At Downing, Jetha will pursue a master of philosophy degree in world history. She plans to expand her research in the extensive British archives in London and Cambridge and reach back to the 18th century as well as the 19th. “I think I’m going to find some things that are just going to blow my mind,” she says. The experience may help clarify if Jetha wants to pursue an academic career or one in journalism. One possibility is doing public history and “bringing historical context to the region,” she says. “A lot of exciting geopolitical advancements are going to happen in the Indian Ocean and the broader Indo-Pacific region,” she notes. “People need to understand the historical context of what the maritime region has been in the past and what it could be in the future.”

Preparing for a Career in Medical Research

Mohammed Ahmed was born in Sudan and came to the U.S. with his parents as a young child. In his New Jersey hometown, he attended New Brunswick Health Science Technology High School, which deepened his interest in a medical career. He says that unlike the stereotypical immigrant parents who want their children to become engineers, doctors or lawyers, “they really just wanted us to have a better life than they had when they were growing up.

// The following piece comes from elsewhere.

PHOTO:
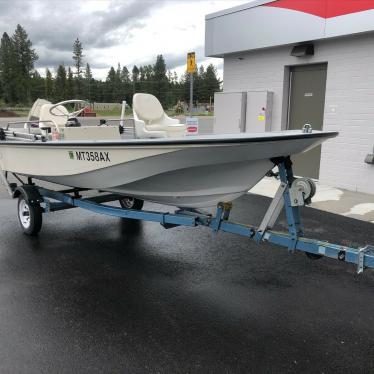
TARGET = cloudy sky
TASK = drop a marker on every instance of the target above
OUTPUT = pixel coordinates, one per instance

As long as we had logic behind the choices we were making, I could have ended up being a journalist or historian or any other sort of career that I wanted.”

At the magnet high school he attended, which was located across the street from a major hospital, Ahmed listened to presentations by doctors, nurses and others in the health field and had the opportunity to shadow health professionals. During his senior year, he did a surgical internship at the hospital, scrubbing in and watching procedures. “When I went there for the first time,” he says, “I told myself, ‘If I’m afraid of blood, this is probably not for me.’” It was open-heart surgery, with one team cracking open the sternum and the other extracting a vein from the patient’s leg. “And as soon as I stepped in,” Ahmed recalls, “I saw that I was not fearful but I wanted to get closer and closer.”

Ahmed is completing a major in molecular biology and has been active in the lab of Professor of Chemistry Malkiat Johal. Next fall he will enroll in a master of philosophy degree program in chemistry at Downing College and will join a lab doing research on Alzheimer’s and Parkinson’s disease. “I’m hoping that the work that I do within this lab contributes to the next steps for curing these diseases,” Ahmed says. He looks forward to studying abroad in the United Kingdom.

Earning a medical degree is a given in Ahmed’s career plans, though he is still weighing whether to pursue an M.D.-Ph.D. program or one that integrates medical school with physician scientist training. His decision to pursue medical research came into sharper focus at Pomona when he heard a guest lecturer describe his own career pathway. “One quote that stuck with me,” Ahmed recounts, “was that as a physician, he could save the lives of hundreds of people. But as a researcher, you could possibly save the lives of thousands or millions.”

Downing College was founded in 1800 by bequest of Sir George Downing and became the 17th college of Cambridge University. “Profound change through research and learning is our reason for being,” the college notes on its website. It lists as its values scholarship, curiosity, community, integrity and kindness. “Wisdom is not handed down at Downing,” the college says of itself. “It is discovered.”